Pairs with K=2 typically have N=1+2^M, so run these first to find suitable upper bounds.

Computers are fast, these days. The values converge pretty quickly.

Math people will probably throw up and/or walk away in disgust at this approach, but I don't care. Anyway, my excuse is that the protocol I designed encodes an arbitrary bitstream as a sequence of integers, in the range (1;2^b-1). (This is for a self-clocking two-or-more-wire protocol: a null transition is not allowed.) I wanted to test my conjecture that a CRC over the bytestream would be as useless as I suspected it to be. (It was: not detecting all single-bit errors is not acceptable.) Even if it is possible to rigorously prove this, I have no idea how to go about that and would probably have to ask a crypto person or two.


I would regard papers like this with great scepticism.

First of all, the polynomials listed in that paper are apparently the "reversed reciprocal" of the actual standardized polynomials.
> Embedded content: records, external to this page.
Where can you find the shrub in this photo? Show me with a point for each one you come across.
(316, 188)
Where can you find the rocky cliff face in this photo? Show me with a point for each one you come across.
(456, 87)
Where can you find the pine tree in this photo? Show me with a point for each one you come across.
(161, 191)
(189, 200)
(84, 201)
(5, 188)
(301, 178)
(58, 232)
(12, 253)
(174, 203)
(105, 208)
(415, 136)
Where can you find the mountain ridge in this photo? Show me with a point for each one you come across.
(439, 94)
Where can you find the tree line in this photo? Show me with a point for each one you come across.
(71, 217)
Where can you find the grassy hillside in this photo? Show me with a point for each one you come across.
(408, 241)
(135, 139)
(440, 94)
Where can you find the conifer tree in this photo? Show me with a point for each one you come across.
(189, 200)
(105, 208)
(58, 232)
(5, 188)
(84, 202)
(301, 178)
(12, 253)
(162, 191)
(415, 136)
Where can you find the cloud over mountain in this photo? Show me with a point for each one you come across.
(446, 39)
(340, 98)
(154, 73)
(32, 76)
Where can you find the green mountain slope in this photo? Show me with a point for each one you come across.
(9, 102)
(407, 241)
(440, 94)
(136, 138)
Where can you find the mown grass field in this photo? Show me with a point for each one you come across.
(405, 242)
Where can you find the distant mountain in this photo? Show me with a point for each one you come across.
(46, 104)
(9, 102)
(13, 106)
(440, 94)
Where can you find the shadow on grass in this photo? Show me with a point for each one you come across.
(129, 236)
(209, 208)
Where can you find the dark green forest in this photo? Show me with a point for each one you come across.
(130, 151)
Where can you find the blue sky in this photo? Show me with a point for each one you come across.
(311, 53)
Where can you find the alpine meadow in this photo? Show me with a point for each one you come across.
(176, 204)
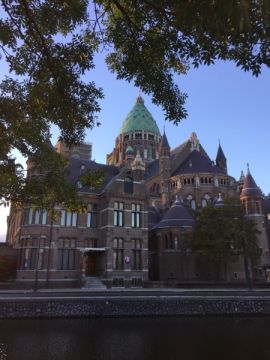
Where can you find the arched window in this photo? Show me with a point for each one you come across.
(206, 200)
(204, 203)
(128, 185)
(193, 204)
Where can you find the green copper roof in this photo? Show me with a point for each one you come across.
(139, 119)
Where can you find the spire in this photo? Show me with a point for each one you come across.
(221, 160)
(164, 141)
(139, 99)
(138, 163)
(250, 187)
(242, 177)
(220, 154)
(219, 202)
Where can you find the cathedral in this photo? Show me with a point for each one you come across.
(133, 232)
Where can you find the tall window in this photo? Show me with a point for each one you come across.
(136, 215)
(128, 185)
(171, 241)
(37, 216)
(137, 254)
(118, 214)
(206, 200)
(32, 253)
(66, 254)
(68, 218)
(91, 220)
(118, 253)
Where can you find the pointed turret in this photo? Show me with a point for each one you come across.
(221, 160)
(250, 187)
(164, 144)
(251, 195)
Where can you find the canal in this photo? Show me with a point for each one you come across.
(136, 338)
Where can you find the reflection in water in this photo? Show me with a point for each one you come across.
(135, 338)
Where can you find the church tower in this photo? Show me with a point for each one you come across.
(140, 132)
(221, 160)
(164, 170)
(252, 199)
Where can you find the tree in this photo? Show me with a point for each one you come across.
(223, 233)
(49, 44)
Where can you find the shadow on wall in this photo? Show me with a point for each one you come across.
(8, 262)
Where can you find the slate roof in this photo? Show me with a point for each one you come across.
(179, 148)
(266, 205)
(177, 216)
(197, 163)
(250, 187)
(75, 171)
(220, 154)
(164, 142)
(152, 169)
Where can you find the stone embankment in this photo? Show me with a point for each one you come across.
(117, 306)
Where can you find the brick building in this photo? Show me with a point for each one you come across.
(135, 223)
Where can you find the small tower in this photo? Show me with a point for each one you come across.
(221, 160)
(164, 170)
(219, 202)
(129, 156)
(251, 196)
(138, 167)
(241, 181)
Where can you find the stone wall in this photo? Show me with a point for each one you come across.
(119, 307)
(8, 262)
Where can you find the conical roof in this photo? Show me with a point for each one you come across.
(220, 154)
(177, 216)
(219, 202)
(139, 119)
(250, 187)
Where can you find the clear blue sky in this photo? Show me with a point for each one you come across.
(223, 103)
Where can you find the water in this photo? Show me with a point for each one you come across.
(136, 338)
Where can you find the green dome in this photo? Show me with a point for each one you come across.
(139, 119)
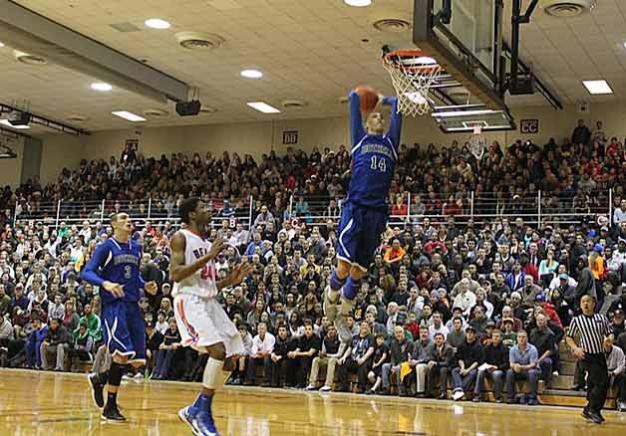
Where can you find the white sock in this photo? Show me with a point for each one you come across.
(213, 377)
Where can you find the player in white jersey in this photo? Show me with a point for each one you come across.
(202, 322)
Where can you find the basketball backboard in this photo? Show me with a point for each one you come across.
(465, 38)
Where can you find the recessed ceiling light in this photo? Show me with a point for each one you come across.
(128, 116)
(263, 107)
(6, 123)
(252, 74)
(358, 3)
(597, 87)
(101, 86)
(157, 23)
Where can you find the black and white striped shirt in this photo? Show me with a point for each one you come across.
(592, 330)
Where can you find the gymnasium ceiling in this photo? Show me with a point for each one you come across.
(310, 50)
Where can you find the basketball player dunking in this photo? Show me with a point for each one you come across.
(364, 212)
(202, 322)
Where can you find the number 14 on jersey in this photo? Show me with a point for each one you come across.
(378, 164)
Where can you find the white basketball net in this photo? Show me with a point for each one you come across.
(477, 144)
(412, 76)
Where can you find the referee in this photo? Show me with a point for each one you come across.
(593, 330)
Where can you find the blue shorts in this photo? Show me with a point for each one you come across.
(359, 233)
(124, 329)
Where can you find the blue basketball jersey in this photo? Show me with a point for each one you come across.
(373, 156)
(116, 262)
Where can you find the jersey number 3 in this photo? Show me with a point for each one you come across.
(205, 272)
(378, 164)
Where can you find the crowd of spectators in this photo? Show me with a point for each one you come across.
(442, 302)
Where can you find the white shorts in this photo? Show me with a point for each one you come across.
(202, 322)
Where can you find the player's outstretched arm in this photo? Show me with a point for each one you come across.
(395, 126)
(91, 272)
(178, 270)
(356, 122)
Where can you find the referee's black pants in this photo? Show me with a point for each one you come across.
(597, 380)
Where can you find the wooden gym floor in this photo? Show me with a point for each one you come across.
(45, 403)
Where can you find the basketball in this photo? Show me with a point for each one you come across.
(368, 97)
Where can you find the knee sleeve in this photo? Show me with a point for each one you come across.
(115, 374)
(214, 376)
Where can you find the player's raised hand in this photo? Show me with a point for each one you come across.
(114, 288)
(216, 248)
(151, 287)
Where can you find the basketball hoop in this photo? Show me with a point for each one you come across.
(477, 142)
(412, 74)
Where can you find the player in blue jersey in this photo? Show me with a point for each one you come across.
(114, 268)
(364, 211)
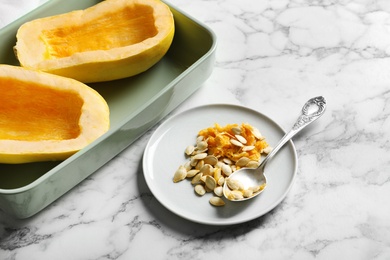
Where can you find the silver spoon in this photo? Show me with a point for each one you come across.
(253, 179)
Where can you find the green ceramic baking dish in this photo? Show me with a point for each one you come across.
(136, 104)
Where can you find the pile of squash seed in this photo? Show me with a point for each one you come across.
(208, 172)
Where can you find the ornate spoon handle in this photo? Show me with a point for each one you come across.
(307, 116)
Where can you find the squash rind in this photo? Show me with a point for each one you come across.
(96, 65)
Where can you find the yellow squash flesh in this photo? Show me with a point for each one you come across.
(45, 117)
(111, 40)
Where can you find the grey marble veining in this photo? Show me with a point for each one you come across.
(272, 56)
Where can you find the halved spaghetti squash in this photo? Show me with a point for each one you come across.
(111, 40)
(46, 117)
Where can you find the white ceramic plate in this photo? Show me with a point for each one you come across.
(164, 153)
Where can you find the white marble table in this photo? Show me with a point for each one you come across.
(272, 56)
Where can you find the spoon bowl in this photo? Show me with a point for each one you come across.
(247, 183)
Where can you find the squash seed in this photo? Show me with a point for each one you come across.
(192, 173)
(210, 182)
(216, 201)
(243, 161)
(199, 189)
(199, 156)
(211, 159)
(207, 169)
(218, 191)
(226, 169)
(180, 174)
(196, 179)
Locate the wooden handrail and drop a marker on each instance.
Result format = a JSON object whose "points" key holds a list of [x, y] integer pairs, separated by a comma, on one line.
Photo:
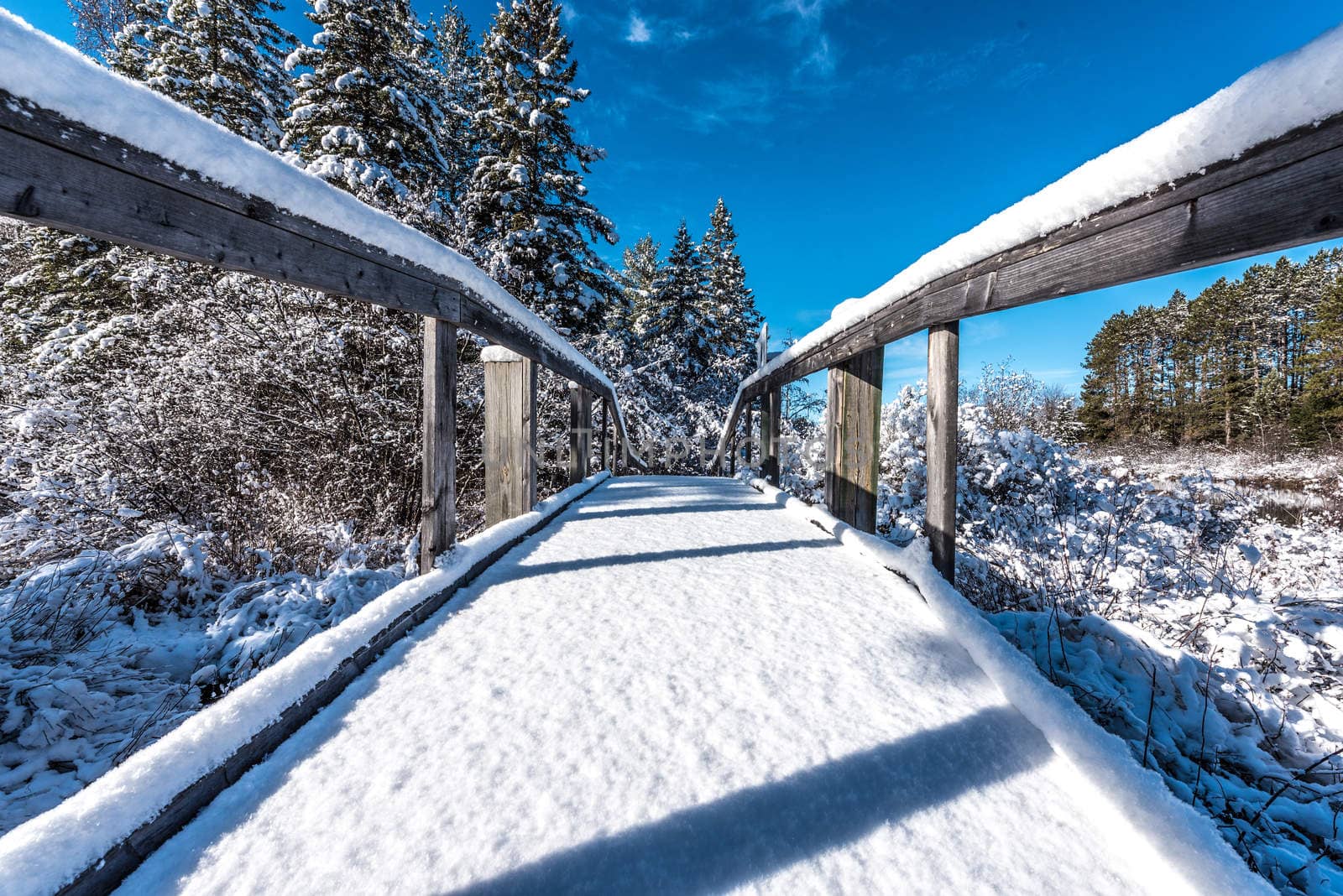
{"points": [[1282, 194], [60, 174]]}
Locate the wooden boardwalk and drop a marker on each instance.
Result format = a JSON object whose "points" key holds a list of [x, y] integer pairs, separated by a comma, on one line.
{"points": [[676, 687]]}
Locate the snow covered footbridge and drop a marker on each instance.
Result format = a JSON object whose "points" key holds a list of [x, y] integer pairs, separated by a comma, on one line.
{"points": [[651, 683], [676, 685]]}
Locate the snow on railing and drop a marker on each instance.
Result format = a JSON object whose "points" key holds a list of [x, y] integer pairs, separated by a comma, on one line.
{"points": [[1248, 170], [91, 150]]}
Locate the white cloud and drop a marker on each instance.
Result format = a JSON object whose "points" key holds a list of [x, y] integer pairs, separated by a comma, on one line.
{"points": [[640, 31]]}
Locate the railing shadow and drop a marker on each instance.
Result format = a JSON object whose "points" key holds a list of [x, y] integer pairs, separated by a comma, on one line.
{"points": [[756, 832], [668, 510], [523, 570]]}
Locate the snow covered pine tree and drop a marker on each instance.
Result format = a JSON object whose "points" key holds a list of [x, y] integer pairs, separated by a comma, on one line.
{"points": [[527, 206]]}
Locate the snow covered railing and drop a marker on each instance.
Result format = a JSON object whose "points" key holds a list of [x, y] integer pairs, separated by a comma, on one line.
{"points": [[1256, 168], [86, 150], [93, 840]]}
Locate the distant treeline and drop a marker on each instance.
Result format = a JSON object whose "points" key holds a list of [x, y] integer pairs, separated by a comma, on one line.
{"points": [[1257, 361]]}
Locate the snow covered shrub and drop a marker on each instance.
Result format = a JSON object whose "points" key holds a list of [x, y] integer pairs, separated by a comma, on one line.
{"points": [[1186, 622]]}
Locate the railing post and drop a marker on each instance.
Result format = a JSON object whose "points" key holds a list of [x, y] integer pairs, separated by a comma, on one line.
{"points": [[581, 434], [438, 448], [771, 414], [852, 439], [750, 431], [510, 434], [604, 450], [943, 383]]}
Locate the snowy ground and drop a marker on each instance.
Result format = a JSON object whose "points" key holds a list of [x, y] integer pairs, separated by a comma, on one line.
{"points": [[680, 688], [1181, 597]]}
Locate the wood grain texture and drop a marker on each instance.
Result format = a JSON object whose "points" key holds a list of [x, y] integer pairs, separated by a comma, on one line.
{"points": [[60, 174], [510, 439], [943, 381], [853, 438], [1282, 194], [581, 434], [771, 435], [438, 443]]}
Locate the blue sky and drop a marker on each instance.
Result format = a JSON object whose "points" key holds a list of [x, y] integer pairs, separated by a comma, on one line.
{"points": [[850, 137]]}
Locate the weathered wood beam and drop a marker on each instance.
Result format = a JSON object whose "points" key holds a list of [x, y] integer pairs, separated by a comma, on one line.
{"points": [[750, 431], [510, 435], [604, 448], [581, 434], [853, 439], [771, 435], [943, 383], [1282, 194], [438, 443], [60, 174]]}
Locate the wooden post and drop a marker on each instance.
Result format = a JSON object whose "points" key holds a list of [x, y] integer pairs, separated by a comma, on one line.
{"points": [[943, 381], [604, 448], [510, 435], [852, 439], [750, 430], [438, 448], [581, 432], [771, 412]]}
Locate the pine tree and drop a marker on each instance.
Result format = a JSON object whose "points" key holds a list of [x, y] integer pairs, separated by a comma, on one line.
{"points": [[640, 278], [222, 60], [676, 317], [98, 23], [366, 117], [527, 204], [729, 305], [457, 66], [1319, 418]]}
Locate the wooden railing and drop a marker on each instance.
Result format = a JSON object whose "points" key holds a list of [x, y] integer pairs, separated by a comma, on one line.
{"points": [[60, 174], [1282, 194]]}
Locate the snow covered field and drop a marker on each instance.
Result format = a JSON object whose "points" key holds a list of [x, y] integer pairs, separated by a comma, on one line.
{"points": [[682, 687], [1186, 612]]}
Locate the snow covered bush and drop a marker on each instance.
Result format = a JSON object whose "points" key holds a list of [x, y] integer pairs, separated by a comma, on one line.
{"points": [[1185, 620]]}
They don't explain why - and this is really weird. The polynomial for CRC-16-CCITT is for example 0x1021, or if you will x^16 + x^12 + x^5 + 1. Apparently Wikipedia makes some effort into trying to make sense of this particular paper.

The polynomials were designed to remind as little of the most probable error pattern of the intended application. While the whole idea of Hamming Distance as some sort of ideal in data communication, is often taken out of the blue. To quote the paper:

For embedded networks, the property of interest is usually the Hamming Distance (HD), which is the minimum possible number of bit inversions that must be injected into a message to create an error that is undetectable by that message's CRC-based Frame Check Sequence.

This is already making a whole lot of weird assumptions, such as that generic bit inversions are the most probable errors. They base the whole paper on this assumption.

But in a whole lot of cases, this only holds true when a low voltage bit gets turned into a high voltage bit by EMI - the other way around is far less likely. So if you come up with some theoretical test where you flip random bits in a generic data package, then ponder about Hamming Distance from there, you have already gone wrong and left scientific methods behind.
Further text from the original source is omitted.